One very straight-forward use case we have seem before is where the app devs wants to force the user to take an action on a modal and not be able to dismiss
One very straight-forward use case we have seem before is where the app devs wants to force the user to take an action on a modal and not be able to dismiss
All the user has to do to dismiss such modal is to press Esc. All modals made via Appsmith can be simply dismissed by pressing Esc. Try it out.
I can see that the data is retained even when user presses esc or explicitly closes the modal. So by default everything is quick dismiss, reset only happens when the developer wants to reset the form.
I did this - Added a table with data, connected it to a modal on row selection, added an input in modal. After closing it irrespective of escape or using close button, the data still persists.

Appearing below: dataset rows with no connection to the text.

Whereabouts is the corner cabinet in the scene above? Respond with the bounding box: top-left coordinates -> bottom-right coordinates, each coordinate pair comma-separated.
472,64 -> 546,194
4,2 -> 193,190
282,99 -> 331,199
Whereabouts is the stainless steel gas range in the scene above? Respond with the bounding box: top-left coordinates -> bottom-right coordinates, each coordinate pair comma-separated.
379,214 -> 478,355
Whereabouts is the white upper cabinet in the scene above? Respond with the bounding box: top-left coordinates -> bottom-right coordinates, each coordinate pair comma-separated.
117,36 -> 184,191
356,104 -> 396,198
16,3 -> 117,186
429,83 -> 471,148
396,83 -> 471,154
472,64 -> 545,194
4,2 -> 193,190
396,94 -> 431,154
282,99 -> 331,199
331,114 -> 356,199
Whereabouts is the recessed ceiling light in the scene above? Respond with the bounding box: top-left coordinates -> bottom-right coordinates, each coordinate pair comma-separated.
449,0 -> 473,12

We need to know which input are they using where this issue is happening
Confused at this point.
The original requirement is
Pressing the Escape button to close a modal should count as a quick dismissal along with clicking outside the modal. Toggling quick dismissal off for the modal should also disable closing the modal with the Escape key.
So the ideal solution is that,
@dilippitchika About the data persisting, we need to manually reset the modal widget with its children to have them in default state.

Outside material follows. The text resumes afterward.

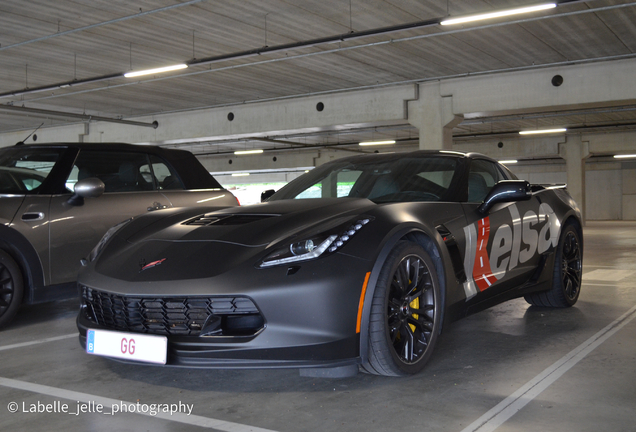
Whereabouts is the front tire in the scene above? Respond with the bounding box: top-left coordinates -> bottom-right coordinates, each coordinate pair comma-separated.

If quick dismiss is enabled
- Pressing esc should dismiss the modal
- clicking on the overlay should dismiss the modal
If quick dismiss is disabled
- Pressing esc should not dismiss the modal
- clicking on the overlay should not dismiss the modal
Yes, that's right.
Stat | Values |
---|---|
Reach | 360 |
Effort (months) | 0.5 |
Assuming unique counts in the last 6 months where people have set quick dismiss to false.
Since there already is a quick dismiss toggle, maybe a toggle "Quick Dismiss - Escape Key", that listens to "onkeypress" for Escape button.
Another issue here: if you have a table that has editable fields, a normal habit to cancel out of an edit is to hit escape. However, even if quick dismiss is disabled, hitting escape while editing a field in a table still closes the modal.
Is there an existing issue for this?
Summary
Pressing the Escape button to close a modal should count as a quick dismissal along with clicking outside the modal. Toggling quick dismissal off for the modal should also disable closing the modal with the Escape key.
Why should this be worked on?
We want to control the user experience and not have a user accidentally close a modal when they do not intend to. As such we have specific buttons set up to close the modal and always disable quick dismiss.
If the modal is dismissed prematurely that could result in loss of data when the modal requires the user to input data and that data is not submitted. However incomplete sets of data cannot be submitted, so we cannot save the data to the database on close.
Additionally the modal is contextual based on which button the user presses to show it. For example, we could have 5 orders in a table or a list, and each order has a button to create a shipment. The button pops the same modal, but the modal is populated with data related to the row/list item that it is triggered from.
Pressing escape to close the modal could be done on accident while the user is filling the modal with data (just as clicking outside the modal is an easy mistake to make).
Binding escape to a button makes sense, because then the designer can decide if escape should bind to close modal or some other function.
Barring that, escape should be tied to quick dismiss, so the designer can decide if an easy dismissal is desired (escape or clicking outside) or if they need to make sure the user follows the correct workflow to exit safely.